Perry served on the committee for the Nannes 3L Challenge, conceived and funded by MLaw alumnus John Nannes, a partner in Skadden Arp's Washington, D.C., office. Nannes donates $250 to a student’s chosen law school student organization(s) if the student pledges to make a gift to MLaw in each of the first four years after graduation.

This year, the Challenge went with a Harry Potter/Hogwarts theme.

“John Nannes is definitely Dumbledore-adjacent, just with a far more sensible moustache in place of that wizardly beard,” Perry says. “In terms of his generosity, devotion to his school, and overall kindness, they're really just about equal.
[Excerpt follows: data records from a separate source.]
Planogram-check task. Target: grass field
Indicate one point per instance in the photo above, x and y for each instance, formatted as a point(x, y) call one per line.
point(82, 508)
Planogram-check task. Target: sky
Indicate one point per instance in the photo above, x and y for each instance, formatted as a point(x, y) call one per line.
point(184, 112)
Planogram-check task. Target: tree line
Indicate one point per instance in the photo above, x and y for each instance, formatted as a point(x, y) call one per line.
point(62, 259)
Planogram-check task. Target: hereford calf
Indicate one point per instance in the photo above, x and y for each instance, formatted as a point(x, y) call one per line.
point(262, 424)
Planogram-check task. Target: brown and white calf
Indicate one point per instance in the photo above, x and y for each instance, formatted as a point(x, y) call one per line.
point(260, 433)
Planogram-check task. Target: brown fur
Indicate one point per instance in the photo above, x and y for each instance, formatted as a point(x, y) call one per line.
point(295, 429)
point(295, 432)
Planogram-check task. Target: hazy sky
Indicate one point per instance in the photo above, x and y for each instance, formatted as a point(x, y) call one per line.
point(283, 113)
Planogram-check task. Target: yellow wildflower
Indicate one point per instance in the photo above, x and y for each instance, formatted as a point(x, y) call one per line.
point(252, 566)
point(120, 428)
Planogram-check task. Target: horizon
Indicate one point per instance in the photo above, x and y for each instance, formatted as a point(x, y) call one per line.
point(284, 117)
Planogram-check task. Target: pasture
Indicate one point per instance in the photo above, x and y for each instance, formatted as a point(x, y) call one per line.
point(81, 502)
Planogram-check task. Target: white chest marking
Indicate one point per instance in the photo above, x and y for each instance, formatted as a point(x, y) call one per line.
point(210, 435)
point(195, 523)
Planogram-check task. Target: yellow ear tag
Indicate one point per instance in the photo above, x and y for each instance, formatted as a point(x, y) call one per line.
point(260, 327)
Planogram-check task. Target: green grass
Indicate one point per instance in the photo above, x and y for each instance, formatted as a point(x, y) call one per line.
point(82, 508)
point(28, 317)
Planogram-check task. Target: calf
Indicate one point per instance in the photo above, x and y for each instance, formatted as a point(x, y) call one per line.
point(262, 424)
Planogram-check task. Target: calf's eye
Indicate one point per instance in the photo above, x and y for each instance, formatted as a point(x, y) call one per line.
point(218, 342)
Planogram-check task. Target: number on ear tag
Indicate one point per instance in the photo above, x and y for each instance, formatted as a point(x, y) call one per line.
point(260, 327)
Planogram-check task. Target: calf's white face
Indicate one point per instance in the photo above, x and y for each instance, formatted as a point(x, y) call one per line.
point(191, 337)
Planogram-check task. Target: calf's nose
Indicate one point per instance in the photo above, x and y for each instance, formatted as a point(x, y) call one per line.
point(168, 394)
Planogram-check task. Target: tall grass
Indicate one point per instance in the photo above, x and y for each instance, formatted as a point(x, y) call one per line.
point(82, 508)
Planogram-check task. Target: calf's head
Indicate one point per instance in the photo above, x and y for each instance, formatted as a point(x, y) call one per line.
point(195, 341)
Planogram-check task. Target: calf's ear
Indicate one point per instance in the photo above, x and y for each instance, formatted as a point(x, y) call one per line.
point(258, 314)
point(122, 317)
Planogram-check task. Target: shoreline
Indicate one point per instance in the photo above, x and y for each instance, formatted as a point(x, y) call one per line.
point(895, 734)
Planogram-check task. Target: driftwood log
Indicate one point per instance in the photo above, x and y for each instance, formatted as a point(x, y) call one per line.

As someone who has been involved with student orgs who often got by on a shoestring budget, his contributions mean the world.”

Inspired by “Harry Potter” author J.K. Rowling's chocolate frog collectible cards that are packaged with candy, Perry and his team set to work with Photoshop to make trading cards featuring professors and information about the Challenge.
“I took the liberty of placing all of our professors’ faces on the bodies of various Harry Potter characters,” he says.

“Trust me, you haven’t lived ’til you've seen Professor (Daniel) Crane on a broom or Professor (Sam) Bagenstos with a miniature Norwegian Ridgeback on his shoulder.”